(687c) Adsorption of 5-Hydroxymethyl-Furfural (HMF) From Liquid Water/Dimethyl Sulfoxide (DMSO) Solutions Onto Hydrophobic Zeolites: An Experimental and Simulation Study

Authors: 
Nikolakis, V., University of Delaware
Xiong, R., University of Delaware
León, M., University of Delaware
Sandler, S. I., University of Delaware
Vlachos, D. G., University of Delaware



The adsorption of 5-hydroxymethylfurfural (HMF), dimethyl sulfoxide (DMSO), and water from binary and ternary mixtures in hydrophobic silicalite-1 and dealuminated Y (DAY) zeolites at ambient conditions was studied via experiments and molecular modeling. HMF and DMSO adsorption isotherms were measured and compared to those calculated using a combination of grand canonical Monte Carlo and expanded ensemble (GCMC-EE) simulations.
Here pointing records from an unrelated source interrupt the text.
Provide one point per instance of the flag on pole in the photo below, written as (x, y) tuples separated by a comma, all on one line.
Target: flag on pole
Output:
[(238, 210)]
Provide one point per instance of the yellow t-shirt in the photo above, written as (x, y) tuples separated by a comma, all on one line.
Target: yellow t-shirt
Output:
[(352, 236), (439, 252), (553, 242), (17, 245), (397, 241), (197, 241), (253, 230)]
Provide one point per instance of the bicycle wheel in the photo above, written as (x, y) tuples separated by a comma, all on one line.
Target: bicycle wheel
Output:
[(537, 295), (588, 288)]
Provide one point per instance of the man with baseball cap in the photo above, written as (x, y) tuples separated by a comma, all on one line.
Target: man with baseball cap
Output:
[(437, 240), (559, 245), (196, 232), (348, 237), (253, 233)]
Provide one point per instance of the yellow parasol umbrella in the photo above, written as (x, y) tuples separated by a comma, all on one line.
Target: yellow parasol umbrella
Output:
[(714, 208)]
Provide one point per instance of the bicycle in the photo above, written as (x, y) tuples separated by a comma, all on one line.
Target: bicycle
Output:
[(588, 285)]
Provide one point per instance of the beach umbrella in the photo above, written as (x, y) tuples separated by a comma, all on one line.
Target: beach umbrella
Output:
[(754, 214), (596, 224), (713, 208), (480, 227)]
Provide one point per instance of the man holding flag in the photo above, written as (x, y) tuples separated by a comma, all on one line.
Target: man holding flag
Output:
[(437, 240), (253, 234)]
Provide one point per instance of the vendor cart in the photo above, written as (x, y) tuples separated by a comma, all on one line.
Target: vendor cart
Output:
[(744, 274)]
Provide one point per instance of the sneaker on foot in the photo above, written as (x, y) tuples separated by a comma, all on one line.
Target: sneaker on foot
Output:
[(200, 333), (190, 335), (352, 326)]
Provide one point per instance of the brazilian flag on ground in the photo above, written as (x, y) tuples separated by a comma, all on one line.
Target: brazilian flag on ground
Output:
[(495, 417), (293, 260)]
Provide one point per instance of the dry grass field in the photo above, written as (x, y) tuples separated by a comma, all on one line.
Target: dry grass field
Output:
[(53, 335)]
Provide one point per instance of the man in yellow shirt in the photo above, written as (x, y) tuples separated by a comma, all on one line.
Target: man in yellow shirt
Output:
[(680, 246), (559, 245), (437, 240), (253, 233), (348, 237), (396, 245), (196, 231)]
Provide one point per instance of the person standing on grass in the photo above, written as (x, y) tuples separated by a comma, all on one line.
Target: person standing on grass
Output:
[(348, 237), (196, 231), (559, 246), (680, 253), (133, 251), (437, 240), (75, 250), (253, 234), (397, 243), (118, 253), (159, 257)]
A method based on GCMC-EE simulation for dilute solutions combined with the Redlich-Kister (RK) expansion (GCMC-EE-RK) is introduced to calculate the isotherms over a wide range of concentrations. The simulations, using literature force fields, are in reasonable agreement with the experimental data. In HMF/water binary mixtures, large pore hydrophobic zeolites are much more effective for HMF adsorption but less selective because large pores allow water adsorption due to H2O-HMF attraction. In HMF/DMSO/water ternary mixtures, the HMF loading decreases with increasing DMSO fraction, rendering separation of HMF from water/DMSO mixtures by adsorption difficult. We show that the ratio of the energetic interaction in the zeolite to the solvation free energy is a key factor in controlling separation from liquid mixtures. Overall, our findings could have an impact on the separation and catalytic conversion of HMF and the rational design of nanoporous adsorbents for liquid-phase separations in biomass processing.